What is your decision procedure for "roll my own" versus "introduce a new dependency"?
The value of code reuse is widely touted, and for good reason, but it does not come for free. Joel's In Defense of Not-Invented-Here Syndrome makes the point that you don't always want to be at the mercy of outside entities.
I work in big science. Most projects have a few custom software tools (DAQ systems, analyzers, simulations, etc.) which are generally built using pretty well organized process and decent coding practices.
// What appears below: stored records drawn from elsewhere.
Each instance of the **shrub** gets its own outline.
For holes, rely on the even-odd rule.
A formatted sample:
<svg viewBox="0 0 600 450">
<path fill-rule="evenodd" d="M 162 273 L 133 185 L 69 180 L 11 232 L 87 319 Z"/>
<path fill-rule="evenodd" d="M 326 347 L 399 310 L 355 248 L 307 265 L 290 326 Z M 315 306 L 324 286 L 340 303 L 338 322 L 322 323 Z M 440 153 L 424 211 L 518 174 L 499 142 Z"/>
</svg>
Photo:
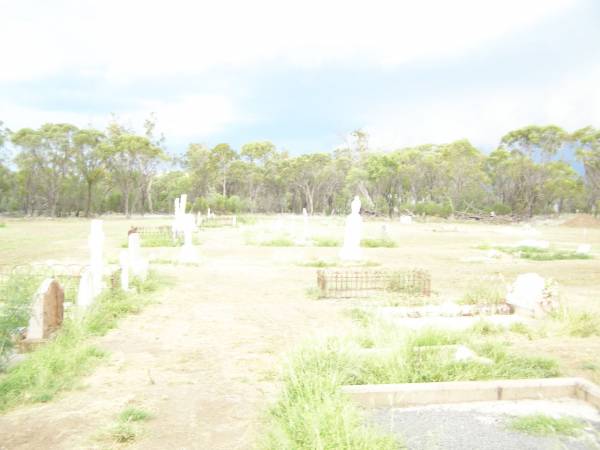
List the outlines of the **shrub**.
<svg viewBox="0 0 600 450">
<path fill-rule="evenodd" d="M 370 247 L 370 248 L 376 248 L 376 247 L 393 248 L 393 247 L 398 246 L 396 244 L 396 242 L 394 242 L 390 238 L 363 239 L 362 241 L 360 241 L 360 245 L 361 245 L 361 247 Z"/>
</svg>

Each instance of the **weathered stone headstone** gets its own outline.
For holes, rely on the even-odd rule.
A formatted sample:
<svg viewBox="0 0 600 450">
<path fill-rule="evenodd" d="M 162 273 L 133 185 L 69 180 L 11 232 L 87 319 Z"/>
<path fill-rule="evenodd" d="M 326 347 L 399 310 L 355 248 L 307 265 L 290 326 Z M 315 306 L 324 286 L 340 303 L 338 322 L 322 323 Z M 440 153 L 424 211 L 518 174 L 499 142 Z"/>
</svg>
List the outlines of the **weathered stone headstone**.
<svg viewBox="0 0 600 450">
<path fill-rule="evenodd" d="M 47 339 L 63 322 L 65 293 L 54 278 L 44 280 L 33 298 L 27 340 Z"/>
<path fill-rule="evenodd" d="M 184 216 L 183 227 L 183 247 L 179 251 L 179 262 L 181 263 L 197 263 L 199 261 L 198 251 L 194 247 L 193 242 L 194 232 L 194 216 L 186 214 Z"/>
<path fill-rule="evenodd" d="M 96 297 L 104 285 L 102 276 L 104 274 L 104 260 L 102 257 L 102 249 L 104 246 L 104 232 L 102 231 L 102 221 L 92 220 L 91 232 L 89 237 L 90 246 L 90 270 L 92 272 L 92 293 Z"/>
<path fill-rule="evenodd" d="M 550 242 L 548 241 L 540 241 L 537 239 L 525 239 L 522 241 L 519 241 L 517 243 L 518 247 L 532 247 L 532 248 L 539 248 L 539 249 L 547 249 L 550 248 Z"/>
<path fill-rule="evenodd" d="M 553 308 L 554 299 L 548 298 L 547 283 L 537 273 L 519 275 L 514 284 L 508 289 L 506 303 L 513 307 L 516 313 L 543 315 Z"/>
<path fill-rule="evenodd" d="M 362 218 L 360 217 L 360 199 L 358 195 L 352 200 L 352 213 L 346 219 L 344 246 L 340 258 L 344 261 L 359 261 L 362 259 L 360 240 L 362 237 Z"/>
</svg>

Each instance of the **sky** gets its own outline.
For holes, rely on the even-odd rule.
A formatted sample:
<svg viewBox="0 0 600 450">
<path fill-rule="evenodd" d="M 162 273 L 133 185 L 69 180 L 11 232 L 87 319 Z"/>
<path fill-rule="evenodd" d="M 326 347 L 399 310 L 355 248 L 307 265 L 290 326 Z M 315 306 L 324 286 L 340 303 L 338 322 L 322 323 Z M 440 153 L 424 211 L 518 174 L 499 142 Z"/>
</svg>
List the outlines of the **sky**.
<svg viewBox="0 0 600 450">
<path fill-rule="evenodd" d="M 597 0 L 0 0 L 0 42 L 10 129 L 155 113 L 173 153 L 600 127 Z"/>
</svg>

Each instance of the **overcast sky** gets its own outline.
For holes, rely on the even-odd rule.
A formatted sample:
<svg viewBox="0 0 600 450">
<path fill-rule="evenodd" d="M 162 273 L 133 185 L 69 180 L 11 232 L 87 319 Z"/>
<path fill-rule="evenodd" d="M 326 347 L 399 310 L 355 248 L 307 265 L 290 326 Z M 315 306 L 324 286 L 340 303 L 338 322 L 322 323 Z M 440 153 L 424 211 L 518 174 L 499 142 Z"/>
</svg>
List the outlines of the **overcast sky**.
<svg viewBox="0 0 600 450">
<path fill-rule="evenodd" d="M 0 0 L 0 120 L 141 130 L 169 150 L 393 149 L 600 126 L 596 0 Z"/>
</svg>

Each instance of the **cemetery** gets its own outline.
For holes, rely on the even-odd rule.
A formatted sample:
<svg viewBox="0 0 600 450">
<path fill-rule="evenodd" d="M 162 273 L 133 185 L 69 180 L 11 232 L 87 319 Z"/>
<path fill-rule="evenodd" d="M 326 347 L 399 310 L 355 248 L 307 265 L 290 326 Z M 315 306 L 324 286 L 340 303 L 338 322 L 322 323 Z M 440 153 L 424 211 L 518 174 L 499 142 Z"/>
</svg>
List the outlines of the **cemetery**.
<svg viewBox="0 0 600 450">
<path fill-rule="evenodd" d="M 458 448 L 470 434 L 449 430 L 485 417 L 489 448 L 598 445 L 600 229 L 363 220 L 358 198 L 349 210 L 223 227 L 181 212 L 7 219 L 2 442 L 144 448 L 191 433 L 215 448 Z M 589 245 L 586 258 L 489 254 L 533 235 L 556 251 Z M 218 411 L 194 428 L 182 398 Z M 140 423 L 114 425 L 132 408 Z M 50 415 L 68 431 L 52 435 Z M 518 431 L 534 418 L 574 431 Z"/>
</svg>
They also come with a raft of little tools, which are often banged up by one scientist, and put into productions with little of no processes at all.
Each of these tools need to do some of:
- Process options
- Read configuration files
- Extract metadata from other files
- ...etc...etc...etc...
This is a diverse and non-standardized hardware and software environment, and a coder can't make many assumptions about what tool/libraries/compilers a colleague will have (much less what version of each), so adding a dependency is fraught with danger and portability costs.
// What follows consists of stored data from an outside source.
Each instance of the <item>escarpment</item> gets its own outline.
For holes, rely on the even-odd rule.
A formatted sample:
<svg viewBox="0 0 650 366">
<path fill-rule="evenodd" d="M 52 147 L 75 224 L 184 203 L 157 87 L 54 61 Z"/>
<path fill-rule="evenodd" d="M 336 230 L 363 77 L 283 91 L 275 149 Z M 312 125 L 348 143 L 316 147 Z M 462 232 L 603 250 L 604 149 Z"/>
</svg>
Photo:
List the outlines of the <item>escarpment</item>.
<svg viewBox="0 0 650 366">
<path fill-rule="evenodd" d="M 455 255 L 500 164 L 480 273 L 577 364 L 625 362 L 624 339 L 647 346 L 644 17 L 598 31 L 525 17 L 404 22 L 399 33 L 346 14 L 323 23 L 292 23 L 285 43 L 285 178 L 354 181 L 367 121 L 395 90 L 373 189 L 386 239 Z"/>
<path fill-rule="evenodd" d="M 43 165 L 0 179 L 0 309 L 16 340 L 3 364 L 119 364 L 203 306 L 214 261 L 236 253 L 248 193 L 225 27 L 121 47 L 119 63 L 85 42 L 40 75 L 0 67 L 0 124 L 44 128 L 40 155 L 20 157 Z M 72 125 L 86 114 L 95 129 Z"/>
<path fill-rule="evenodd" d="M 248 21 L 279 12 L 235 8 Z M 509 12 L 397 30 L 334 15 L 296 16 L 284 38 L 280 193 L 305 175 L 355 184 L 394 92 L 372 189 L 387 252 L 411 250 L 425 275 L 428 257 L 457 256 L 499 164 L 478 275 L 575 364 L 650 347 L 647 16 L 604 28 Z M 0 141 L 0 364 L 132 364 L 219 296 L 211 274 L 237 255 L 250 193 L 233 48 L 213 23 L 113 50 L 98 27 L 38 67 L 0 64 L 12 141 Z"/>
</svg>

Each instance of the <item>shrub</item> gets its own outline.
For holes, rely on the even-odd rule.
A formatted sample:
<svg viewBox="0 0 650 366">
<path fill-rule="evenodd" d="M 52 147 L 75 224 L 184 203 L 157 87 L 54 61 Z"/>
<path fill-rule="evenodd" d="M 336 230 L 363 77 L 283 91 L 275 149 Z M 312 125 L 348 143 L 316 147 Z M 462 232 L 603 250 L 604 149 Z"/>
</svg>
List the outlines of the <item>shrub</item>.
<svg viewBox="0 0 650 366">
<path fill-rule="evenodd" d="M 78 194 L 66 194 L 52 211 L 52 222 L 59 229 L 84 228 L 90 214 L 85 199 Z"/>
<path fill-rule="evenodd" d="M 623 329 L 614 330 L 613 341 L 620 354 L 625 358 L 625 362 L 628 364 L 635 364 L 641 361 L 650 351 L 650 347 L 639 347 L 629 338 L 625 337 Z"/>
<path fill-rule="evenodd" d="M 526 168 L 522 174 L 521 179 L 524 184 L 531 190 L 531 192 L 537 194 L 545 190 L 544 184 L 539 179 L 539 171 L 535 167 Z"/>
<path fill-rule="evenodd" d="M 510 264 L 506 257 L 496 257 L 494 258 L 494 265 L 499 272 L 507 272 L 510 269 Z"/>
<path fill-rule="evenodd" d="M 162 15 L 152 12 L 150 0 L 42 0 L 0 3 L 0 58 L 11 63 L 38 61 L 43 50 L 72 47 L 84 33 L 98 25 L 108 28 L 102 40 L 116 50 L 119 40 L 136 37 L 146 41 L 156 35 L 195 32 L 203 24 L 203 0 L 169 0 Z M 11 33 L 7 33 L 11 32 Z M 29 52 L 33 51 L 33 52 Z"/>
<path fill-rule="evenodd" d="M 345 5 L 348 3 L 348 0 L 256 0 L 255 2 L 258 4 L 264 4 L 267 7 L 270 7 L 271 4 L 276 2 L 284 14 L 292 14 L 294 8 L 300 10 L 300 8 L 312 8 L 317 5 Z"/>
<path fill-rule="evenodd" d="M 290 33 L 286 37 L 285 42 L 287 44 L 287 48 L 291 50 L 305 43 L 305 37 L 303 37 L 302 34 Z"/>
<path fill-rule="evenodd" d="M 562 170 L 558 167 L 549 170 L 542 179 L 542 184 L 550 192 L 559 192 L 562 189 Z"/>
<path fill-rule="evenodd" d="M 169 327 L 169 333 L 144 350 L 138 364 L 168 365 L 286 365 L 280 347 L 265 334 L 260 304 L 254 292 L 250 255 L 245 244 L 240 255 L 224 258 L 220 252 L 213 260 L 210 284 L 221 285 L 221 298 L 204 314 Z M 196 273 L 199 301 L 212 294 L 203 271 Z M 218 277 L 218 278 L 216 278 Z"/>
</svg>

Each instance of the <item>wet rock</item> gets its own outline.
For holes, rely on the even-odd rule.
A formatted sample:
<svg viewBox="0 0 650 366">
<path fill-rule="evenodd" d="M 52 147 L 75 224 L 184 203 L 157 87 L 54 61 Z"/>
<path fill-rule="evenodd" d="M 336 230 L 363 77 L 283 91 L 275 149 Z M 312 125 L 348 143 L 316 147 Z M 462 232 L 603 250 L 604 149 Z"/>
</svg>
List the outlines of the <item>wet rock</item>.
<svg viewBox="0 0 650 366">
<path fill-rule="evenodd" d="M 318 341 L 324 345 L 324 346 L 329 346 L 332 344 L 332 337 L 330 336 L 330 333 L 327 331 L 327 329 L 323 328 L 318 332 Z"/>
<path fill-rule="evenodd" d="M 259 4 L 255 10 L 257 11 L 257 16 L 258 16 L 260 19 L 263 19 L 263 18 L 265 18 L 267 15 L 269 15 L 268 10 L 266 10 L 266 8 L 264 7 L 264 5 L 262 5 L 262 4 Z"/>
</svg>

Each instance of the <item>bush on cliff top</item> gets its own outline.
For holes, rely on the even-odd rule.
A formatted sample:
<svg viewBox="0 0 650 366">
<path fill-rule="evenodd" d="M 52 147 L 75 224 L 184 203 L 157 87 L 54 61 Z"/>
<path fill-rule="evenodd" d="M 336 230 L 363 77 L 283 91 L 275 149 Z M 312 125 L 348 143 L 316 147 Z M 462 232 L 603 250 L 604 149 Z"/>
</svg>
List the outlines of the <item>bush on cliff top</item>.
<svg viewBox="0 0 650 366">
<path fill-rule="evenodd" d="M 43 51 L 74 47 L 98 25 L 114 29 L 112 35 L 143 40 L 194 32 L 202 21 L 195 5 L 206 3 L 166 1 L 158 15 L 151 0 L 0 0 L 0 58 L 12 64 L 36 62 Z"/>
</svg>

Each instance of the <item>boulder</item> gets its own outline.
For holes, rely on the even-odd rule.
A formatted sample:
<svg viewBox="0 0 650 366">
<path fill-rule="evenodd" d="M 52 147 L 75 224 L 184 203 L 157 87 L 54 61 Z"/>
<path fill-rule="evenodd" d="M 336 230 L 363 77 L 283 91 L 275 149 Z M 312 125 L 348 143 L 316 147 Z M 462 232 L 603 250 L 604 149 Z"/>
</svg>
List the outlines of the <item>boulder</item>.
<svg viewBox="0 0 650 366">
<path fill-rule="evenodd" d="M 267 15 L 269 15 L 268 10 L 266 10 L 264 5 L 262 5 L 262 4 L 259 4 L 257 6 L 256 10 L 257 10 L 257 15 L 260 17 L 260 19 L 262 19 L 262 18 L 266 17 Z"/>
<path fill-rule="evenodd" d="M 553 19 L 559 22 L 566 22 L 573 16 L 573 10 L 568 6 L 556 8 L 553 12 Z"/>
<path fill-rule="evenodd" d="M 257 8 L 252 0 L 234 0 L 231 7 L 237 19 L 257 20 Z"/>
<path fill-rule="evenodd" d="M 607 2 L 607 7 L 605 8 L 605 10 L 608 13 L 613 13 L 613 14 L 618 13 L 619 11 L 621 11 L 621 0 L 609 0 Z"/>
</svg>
But rolling your own takes time, risks introducing untold numbers of bugs, and guarantees no one else will understand the tool.
So what goes into this decision? When do you drag in third party utilities for handling configuration files, and other mundane task, and when do you write a little something of your own?
(Edit: the initial version of the title seems to have led several helpful people astray. My fault. I thought I was being clever.
The question I meant to ask is when to roll my own for any of those basics task that programs do over and over again, when I have a very diverse set of environments I may need to export the code to.)